The bottom line for this matchup
The defining split here is open vs. closed. MiniMax M2.7 gives you weights you control — self-host it, fine-tune it, keep data in-house, pay only for hardware. Qwen 3.6 Plus gives you a managed, always-updated API with no infrastructure to run. Teams with GPUs, privacy requirements, or huge volume often favour the open model; teams that want zero ops and the latest capabilities favour the closed one. Capability is close enough that this operational question, not the benchmark, usually decides it.
Want both MiniMax M2.7 and Qwen 3.6 Plus without two subscriptions? LumiChats gives you these plus 40+ models under one ₹69/day pass (about $1/day) — draft with one, cross-check with the other.

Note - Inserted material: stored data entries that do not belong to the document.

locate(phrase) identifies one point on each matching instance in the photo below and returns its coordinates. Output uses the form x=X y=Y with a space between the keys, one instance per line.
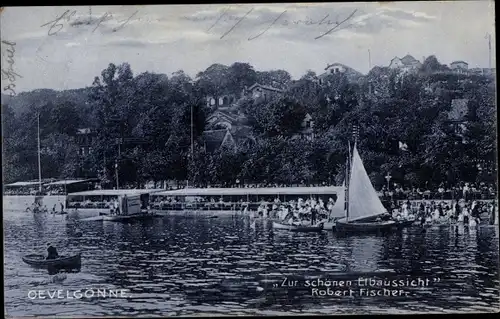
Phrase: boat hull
x=363 y=227
x=301 y=229
x=405 y=223
x=39 y=261
x=127 y=218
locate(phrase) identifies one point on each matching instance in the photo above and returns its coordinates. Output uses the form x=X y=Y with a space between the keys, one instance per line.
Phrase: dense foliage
x=145 y=123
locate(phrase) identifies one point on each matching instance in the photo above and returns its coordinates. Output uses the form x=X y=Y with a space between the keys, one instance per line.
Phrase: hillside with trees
x=150 y=116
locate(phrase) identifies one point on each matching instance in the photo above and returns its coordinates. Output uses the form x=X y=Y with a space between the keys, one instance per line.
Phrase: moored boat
x=129 y=217
x=343 y=225
x=298 y=228
x=37 y=260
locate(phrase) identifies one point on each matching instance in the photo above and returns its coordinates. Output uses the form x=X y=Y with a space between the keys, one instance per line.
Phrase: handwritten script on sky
x=69 y=17
x=281 y=20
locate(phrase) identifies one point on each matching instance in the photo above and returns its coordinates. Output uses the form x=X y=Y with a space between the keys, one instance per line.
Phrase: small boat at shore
x=130 y=217
x=37 y=260
x=299 y=228
x=405 y=223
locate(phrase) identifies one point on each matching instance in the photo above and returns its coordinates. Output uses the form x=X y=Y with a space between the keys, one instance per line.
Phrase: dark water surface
x=185 y=266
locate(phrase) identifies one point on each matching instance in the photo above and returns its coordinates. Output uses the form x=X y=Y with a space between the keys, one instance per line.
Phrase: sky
x=66 y=47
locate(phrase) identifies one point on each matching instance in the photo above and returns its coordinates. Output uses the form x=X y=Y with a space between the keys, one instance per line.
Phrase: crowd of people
x=468 y=212
x=462 y=190
x=427 y=212
x=296 y=212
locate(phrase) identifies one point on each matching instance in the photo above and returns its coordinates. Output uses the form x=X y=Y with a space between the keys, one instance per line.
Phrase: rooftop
x=265 y=87
x=408 y=60
x=71 y=181
x=459 y=109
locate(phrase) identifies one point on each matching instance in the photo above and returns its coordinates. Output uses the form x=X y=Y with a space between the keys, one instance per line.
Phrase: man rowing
x=51 y=252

Is MiniMax M2.7 or Qwen 3.6 Plus better for coding?
Public SWE-Bench figures are not available for MiniMax M2.7, so the honest test is your own repository — run an identical real bug through both. By design, MiniMax M2.7 leans toward agentic and terminal coding well above its price tier (57.0 on terminal-bench 2, vendor-reported) while Qwen 3.6 Plus leans toward strong gpqa diamond science reasoning, and that positioning usually predicts which feels better on your codebase.
Which is cheaper, MiniMax M2.7 or Qwen 3.6 Plus?
MiniMax M2.7 is open-weight, so self-hosting means no per-token fee (you pay for hardware instead), while Qwen 3.6 Plus is API-metered at $0.325/$1.95 per 1M tokens. For most teams without GPUs, the API model is cheaper to start; at very high volume, self-hosting can win.
Which has the bigger context window?
Qwen 3.6 Plus — 1M vs 205K, about 4.9× larger. Useful only if the model actually reasons over the full window, which not all do.
Can I use both MiniMax M2.7 and Qwen 3.6 Plus together?
Yes — a multi-model platform like LumiChats gives you MiniMax M2.7, Qwen 3.6 Plus and 40+ others under one ₹69/day pass (about $1/day), so you can draft with one and cross-check with the other instead of buying two subscriptions.
Which is newer, MiniMax M2.7 or Qwen 3.6 Plus?
Qwen 3.6 Plus — released March 31, 2026, about 13 days after MiniMax M2.7.
Specifications and benchmarks reflect publicly reported figures as of June 2026 and may change as providers release updates. Always verify on your own workload.